Spousal Maintenance (also called alimony in some countries) may be payable in Australia by one spouse (or de-facto partner) to the other under some circumstances pursuant to the provisions of the Family Law Act.  There is no automatic right to receive spousal maintenance.  An enforceable legal obligation to pay spousal maintenance can only arise if a Court Order is made.  A Court Order requiring you to pay spousal maintenance can be made under the Family Law Act (Australia) only if, firstly, you are reasonably able to pay and, secondly, if the other person is not able to adequately support himself/herself due to having the care of a child under 18, by reason of age or physical or mental incapacity for appropriate gainful employment, or any other relevant reason referred to in the legislation.

The Family Court in deciding whether spousal maintenance is payable, needs to weigh up the reasonable needs of the Applicant against the capacity of the Respondent to contribute to those needs.  For example, in many cases a wife could easily establish that she has a need for financial support because she is not employed and has the responsibility to care for infant children.  But, if her Husband is earning a low income and is now paying for his separate rental accommodation and child support, it is likely that the Family Court would determine that no spousal maintenance would be payable as he only earns enough money to cover his reasonable financial commitments.  One should note that Spousal Maintenance is quite separate to Child Support, which is usually separately assessed by the Child Support Agency and payable as a separate legal obligation.  Child Support is calculated using a government specified formula.

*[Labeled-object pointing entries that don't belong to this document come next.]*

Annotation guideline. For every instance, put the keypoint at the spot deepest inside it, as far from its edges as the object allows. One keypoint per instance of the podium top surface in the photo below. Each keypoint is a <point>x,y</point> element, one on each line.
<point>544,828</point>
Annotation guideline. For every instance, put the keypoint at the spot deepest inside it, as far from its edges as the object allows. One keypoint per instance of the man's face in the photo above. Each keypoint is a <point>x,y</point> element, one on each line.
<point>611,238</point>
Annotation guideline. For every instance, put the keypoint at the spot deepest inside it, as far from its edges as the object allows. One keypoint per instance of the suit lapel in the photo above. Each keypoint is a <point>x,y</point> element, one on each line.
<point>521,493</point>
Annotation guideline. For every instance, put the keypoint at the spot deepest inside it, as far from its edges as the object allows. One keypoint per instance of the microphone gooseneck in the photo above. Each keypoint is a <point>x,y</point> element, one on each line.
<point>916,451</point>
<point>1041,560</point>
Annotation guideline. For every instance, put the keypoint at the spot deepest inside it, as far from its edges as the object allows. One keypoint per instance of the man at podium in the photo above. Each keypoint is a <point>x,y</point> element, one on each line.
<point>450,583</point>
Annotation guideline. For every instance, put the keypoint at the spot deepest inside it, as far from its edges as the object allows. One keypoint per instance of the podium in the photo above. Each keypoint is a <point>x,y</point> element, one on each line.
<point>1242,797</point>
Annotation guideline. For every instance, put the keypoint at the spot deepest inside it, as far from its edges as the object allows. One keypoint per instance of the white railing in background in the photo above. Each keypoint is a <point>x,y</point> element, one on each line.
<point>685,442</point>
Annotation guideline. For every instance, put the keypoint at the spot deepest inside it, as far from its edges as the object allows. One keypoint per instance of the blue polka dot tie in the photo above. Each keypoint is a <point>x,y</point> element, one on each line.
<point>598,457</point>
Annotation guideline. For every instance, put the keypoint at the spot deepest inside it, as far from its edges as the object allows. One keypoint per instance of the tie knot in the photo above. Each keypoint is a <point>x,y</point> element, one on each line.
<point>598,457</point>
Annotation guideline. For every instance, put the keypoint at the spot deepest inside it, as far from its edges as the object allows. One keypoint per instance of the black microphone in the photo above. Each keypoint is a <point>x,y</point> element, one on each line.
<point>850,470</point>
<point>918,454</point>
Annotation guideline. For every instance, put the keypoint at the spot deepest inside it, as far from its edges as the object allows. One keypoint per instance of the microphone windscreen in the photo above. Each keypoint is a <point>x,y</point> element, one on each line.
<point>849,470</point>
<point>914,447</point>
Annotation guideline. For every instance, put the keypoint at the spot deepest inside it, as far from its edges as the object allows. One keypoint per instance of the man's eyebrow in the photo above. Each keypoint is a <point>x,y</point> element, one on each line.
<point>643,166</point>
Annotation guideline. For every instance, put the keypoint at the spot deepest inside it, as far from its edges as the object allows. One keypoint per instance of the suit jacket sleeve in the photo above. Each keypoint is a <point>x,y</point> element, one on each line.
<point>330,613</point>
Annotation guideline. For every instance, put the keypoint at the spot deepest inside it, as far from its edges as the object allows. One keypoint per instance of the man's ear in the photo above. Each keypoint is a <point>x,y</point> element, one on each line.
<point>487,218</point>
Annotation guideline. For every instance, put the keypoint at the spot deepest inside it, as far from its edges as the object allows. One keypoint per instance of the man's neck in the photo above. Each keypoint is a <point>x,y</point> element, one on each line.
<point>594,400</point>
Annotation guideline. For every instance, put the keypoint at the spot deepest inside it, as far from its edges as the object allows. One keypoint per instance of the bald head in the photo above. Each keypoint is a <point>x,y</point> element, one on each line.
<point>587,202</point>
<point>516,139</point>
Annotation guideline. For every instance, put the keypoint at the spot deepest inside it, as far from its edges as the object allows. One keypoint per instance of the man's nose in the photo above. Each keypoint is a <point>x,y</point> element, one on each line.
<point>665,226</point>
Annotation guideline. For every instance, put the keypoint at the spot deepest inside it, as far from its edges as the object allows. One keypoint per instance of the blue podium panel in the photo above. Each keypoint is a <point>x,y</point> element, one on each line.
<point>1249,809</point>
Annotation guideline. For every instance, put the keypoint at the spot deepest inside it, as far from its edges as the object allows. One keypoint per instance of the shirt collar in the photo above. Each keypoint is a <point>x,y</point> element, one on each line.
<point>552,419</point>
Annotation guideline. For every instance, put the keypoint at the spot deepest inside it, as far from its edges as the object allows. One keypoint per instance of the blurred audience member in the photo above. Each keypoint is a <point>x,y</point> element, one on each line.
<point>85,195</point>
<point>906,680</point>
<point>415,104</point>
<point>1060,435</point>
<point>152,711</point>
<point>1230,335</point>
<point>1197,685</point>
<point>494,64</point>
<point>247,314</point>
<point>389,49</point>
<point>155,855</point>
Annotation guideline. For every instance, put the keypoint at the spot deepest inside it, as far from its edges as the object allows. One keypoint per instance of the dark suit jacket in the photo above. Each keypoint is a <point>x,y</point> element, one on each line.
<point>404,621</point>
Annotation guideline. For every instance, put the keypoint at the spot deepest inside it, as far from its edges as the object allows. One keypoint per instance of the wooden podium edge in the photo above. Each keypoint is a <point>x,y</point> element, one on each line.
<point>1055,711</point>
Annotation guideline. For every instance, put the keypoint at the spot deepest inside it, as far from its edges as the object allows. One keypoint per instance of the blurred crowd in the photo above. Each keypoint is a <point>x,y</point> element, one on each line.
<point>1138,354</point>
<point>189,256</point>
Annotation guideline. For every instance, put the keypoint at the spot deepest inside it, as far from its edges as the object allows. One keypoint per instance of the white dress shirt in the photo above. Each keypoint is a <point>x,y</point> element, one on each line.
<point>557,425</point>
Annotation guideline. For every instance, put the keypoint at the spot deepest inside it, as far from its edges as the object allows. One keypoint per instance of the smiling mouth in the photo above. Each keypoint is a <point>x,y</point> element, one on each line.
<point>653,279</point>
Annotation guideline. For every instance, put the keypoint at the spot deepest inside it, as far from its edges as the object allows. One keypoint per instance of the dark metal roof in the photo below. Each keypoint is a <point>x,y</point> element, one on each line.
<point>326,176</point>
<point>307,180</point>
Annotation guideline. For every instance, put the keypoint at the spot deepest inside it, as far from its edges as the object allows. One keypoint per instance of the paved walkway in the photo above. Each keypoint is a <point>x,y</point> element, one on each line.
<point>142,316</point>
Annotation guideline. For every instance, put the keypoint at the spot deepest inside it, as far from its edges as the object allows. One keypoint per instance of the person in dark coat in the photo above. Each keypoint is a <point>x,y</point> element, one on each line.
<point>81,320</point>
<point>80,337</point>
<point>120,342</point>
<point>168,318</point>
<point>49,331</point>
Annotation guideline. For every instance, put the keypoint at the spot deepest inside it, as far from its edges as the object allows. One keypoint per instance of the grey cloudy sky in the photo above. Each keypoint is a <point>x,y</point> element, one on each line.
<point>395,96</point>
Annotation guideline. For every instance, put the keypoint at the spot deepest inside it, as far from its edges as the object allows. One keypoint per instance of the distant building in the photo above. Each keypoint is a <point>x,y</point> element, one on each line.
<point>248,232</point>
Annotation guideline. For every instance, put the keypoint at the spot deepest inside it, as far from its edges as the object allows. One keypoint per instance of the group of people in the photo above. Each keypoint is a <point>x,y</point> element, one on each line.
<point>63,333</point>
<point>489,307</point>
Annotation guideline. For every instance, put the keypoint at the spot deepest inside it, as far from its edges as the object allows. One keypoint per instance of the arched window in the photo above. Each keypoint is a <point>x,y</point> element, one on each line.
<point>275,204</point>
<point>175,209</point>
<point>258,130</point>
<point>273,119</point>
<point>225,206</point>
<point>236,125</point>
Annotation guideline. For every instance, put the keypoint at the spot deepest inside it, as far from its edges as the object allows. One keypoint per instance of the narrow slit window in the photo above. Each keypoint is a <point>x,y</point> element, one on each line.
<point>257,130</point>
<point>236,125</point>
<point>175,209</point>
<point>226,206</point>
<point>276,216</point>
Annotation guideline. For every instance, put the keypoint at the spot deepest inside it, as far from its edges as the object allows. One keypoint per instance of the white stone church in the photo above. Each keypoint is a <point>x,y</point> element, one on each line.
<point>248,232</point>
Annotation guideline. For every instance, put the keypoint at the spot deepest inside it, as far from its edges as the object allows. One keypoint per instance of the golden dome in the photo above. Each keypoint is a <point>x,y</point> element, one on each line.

A Court can order maintenance to be paid as a regular weekly or monthly amount, or, even as a lump sum.  It is often the case that when lawyers are negotiating a final property settlement, spousal maintenance obligations will also be incorporated when structuring such a settlement.  It is common to make allowance for a lump sum maintenance component in a settlement for the following reasons:

  • The person paying the lump sum prefers to put an end to ongoing periodic payments of maintenance as it helps to finalise the financial relationship; and
  • The person receiving the benefit of the lump sum prefers to get money “ up front” to avoid any issues about non-payment in the future and, often to provide some financial capital security used for housing.

As a general overview, settlement of Spousal Maintenance issues requires the balancing of an Applicant’s needs against the Respondent’s capacity to pay.